Why does a vector with 10 times more elements takes 2x-5x less time to pre-allocate?

Vector{Int}(undef, 1000) is basically only allocating on 1.10 (calling jl_alloc_array_1d and thus malloc), and since not initializing the speed should be independent of size(?):

julia> @code_lowered Vector{Int}(undef, 1000)
CodeInfo(
1 ─ %1 = Core.cconvert(Core.Int, m)
│   %2 = Core.apply_type(Core.Array, $(Expr(:static_parameter, 1)), 1)
│   %3 = Core.unsafe_convert(Core.Int, %1)
│   %4 = $(Expr(:foreigncall, :(:jl_alloc_array_1d), Array{T, 1}, svec(Any, Int64), 0, :(:ccall), :(%2), :(%3), :(%1)))
└──      return %4
)

I believe the benchmarking inaccurate, allocating isn’t directly responsible for the GC activity (i.e. if you’re not runniing out of memory you shouldn’t have GC triggered, but it happens because of benchmarking in a loop), it is actually shown to be zero for min., but sometimes you get it for mean (and sometimes for median, but sometimes no GC activity), so I think it means cost of releasing the memory, and thus GC activity.

The min stays almost the same when allocating 10x (276.351 ns for me), while some other numbers go up, and then do go up with another 10x for 100x allocated.

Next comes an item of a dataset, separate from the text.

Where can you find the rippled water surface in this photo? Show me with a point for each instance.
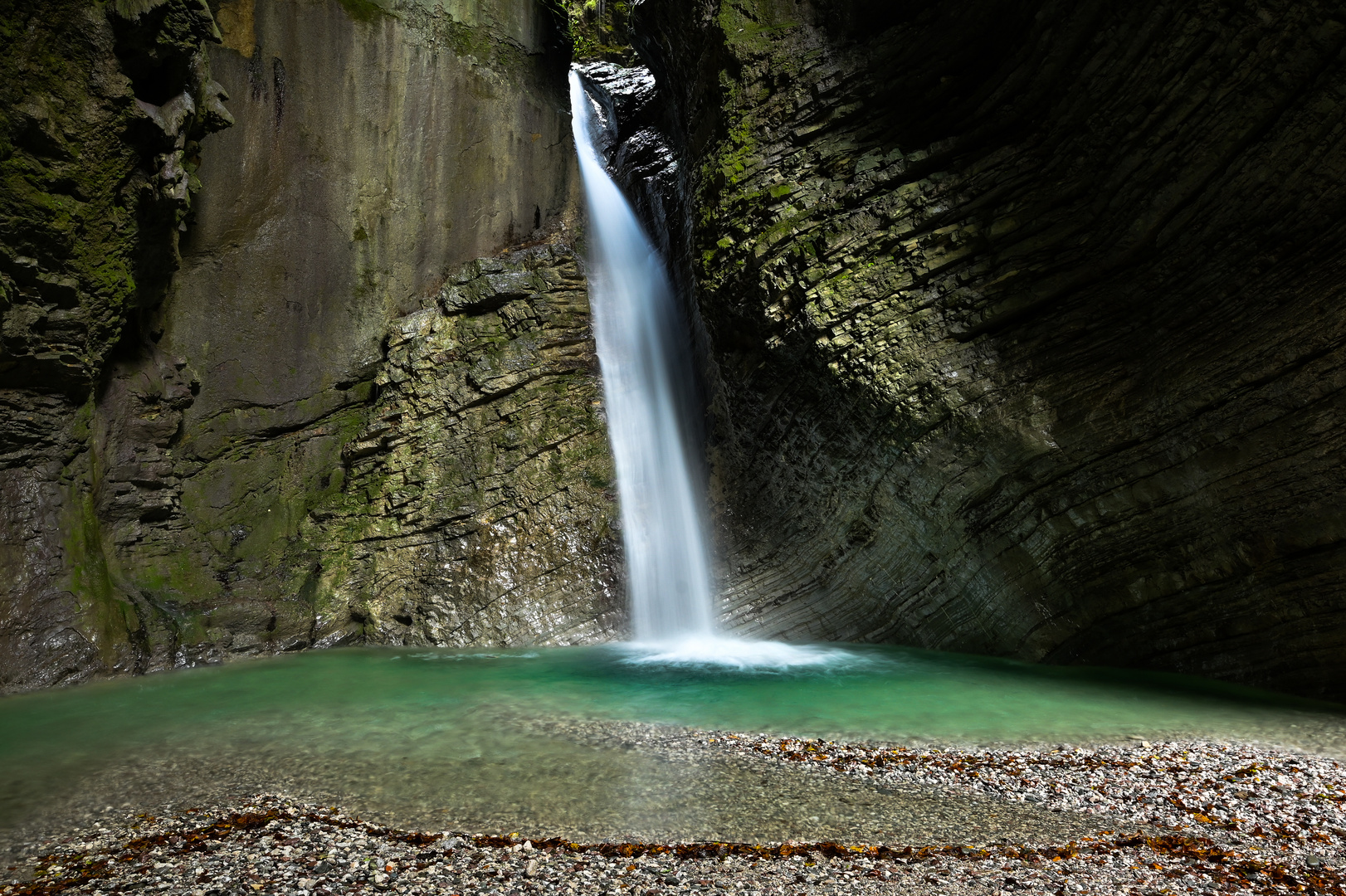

However on 1.11 I see larger assembly with @code_native and different/larger code with:

@code_lowered Vector{Int}(undef, 1000)
CodeInfo(
1 ─ %1 = Core.fieldtype
│   %2 = Core.fieldtype(self, :ref)
│   %3 = (%1)(%2, :mem)
│   %4 = Core.undef
│        mem = (%3)(%4, m)
│   %6 = mem
│   %7 = Core.memoryref(%6)
│   %8 = Core.tuple(m)
│   %9 = %new(self, %7, %8)
└──      return %9

I think/thought malloc in general does not initialize:

I still think on Windows it woulldn’t initialize, but one caveat, is that first allocations need to come from the kernel (basically old memory from other processes), and on any OS, then it must initialize for security reasons.

I would thus trust min. numbers. when only allocating, i.e. when using undef (this does not apply to e.g. zeros, that does fill and is then of course linear in speed).